As per legal and privacy regulations of multiple countries, a person can request that any personally identifiable and sensitive data of theirs be deleted in a variation of a “right to be forgotten” regulation or law. This function makes this process easier by searching for all places where their information is stored in the data and deleting it. We cannot guarantee that all data is deleted in the history (e.g. backups) or in projects that have used the data for research purposes, but the data will no longer exist in the current data package and all subsequent uses of it. This action has the potential to be highly destructive, but the function doesn’t automatically write back to the files. So be cautious and check that everything is correct at this stage before writing back.

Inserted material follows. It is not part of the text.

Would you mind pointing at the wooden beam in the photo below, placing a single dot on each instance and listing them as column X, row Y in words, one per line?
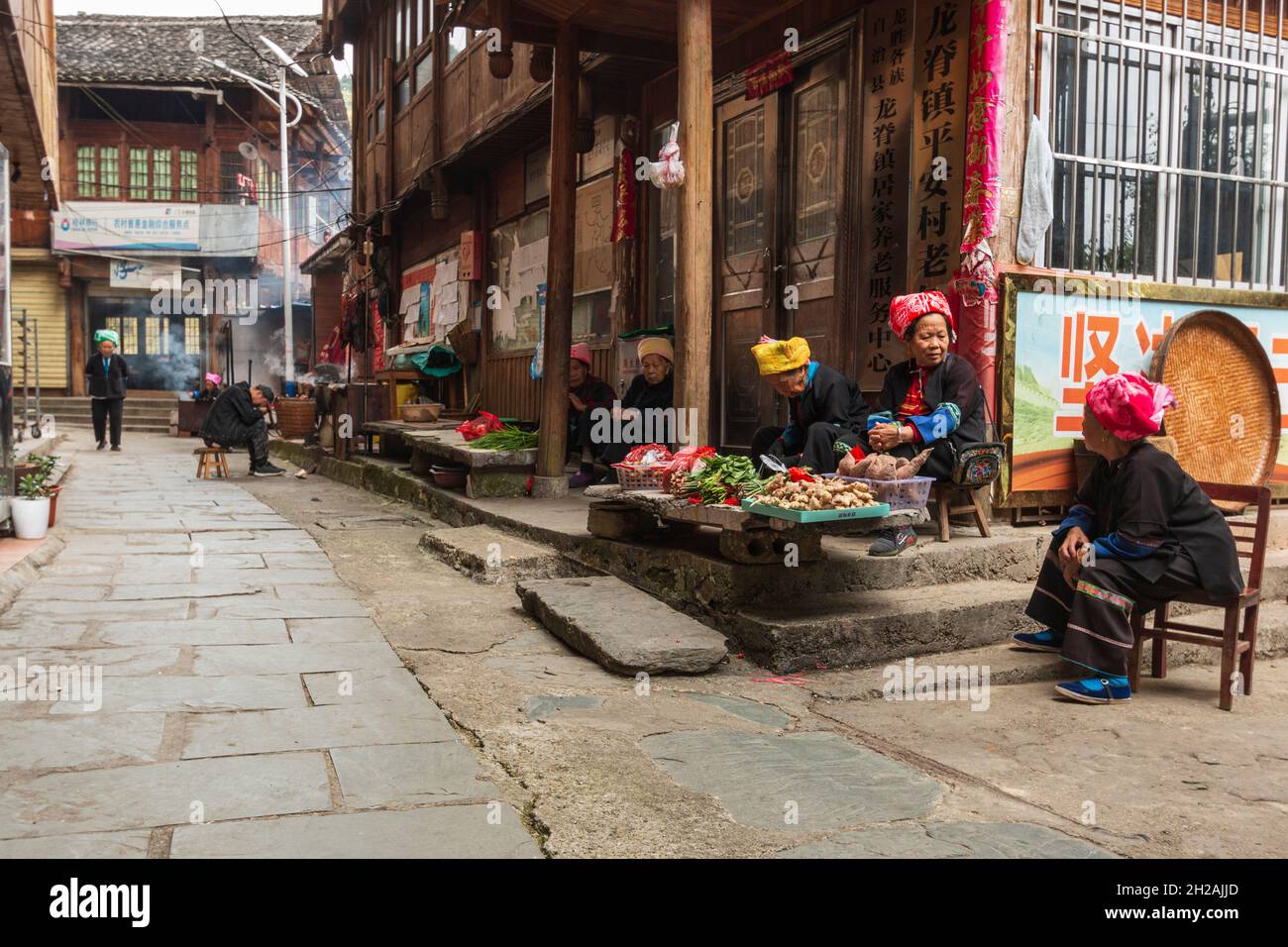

The data given must be a list of DataFrames, even if it is only a list of one DataFrame. The observational_unit is a dictionary that contains the information about the observational unit that needs to be deleted. The dictionary must contain one or more primary keys that represent the observational unit in the data as well as the value to delete. For example:

# For one person with the ID "1234", even if there are multiple time-points
# of data for that person.
observational_unit = {"person_id": ["1234"]}

# For multiple people with the IDs "1234" and "5678"
observational_unit = {"person_id": ["1234", "5678"]}

# For one person with the IDs "1234" and date of collections "2024-05-01"
# and "2024-05-02"
observational_unit = {
    "person_id": ["1234"],
    "date_of_collection": ["2024-05-01", "2024-05-02"]
}

The function will search for all instances of the keys and values in the data and delete them.

Base functions

`write_file(text, path)`

See the help documentation with help(write_file) for more details.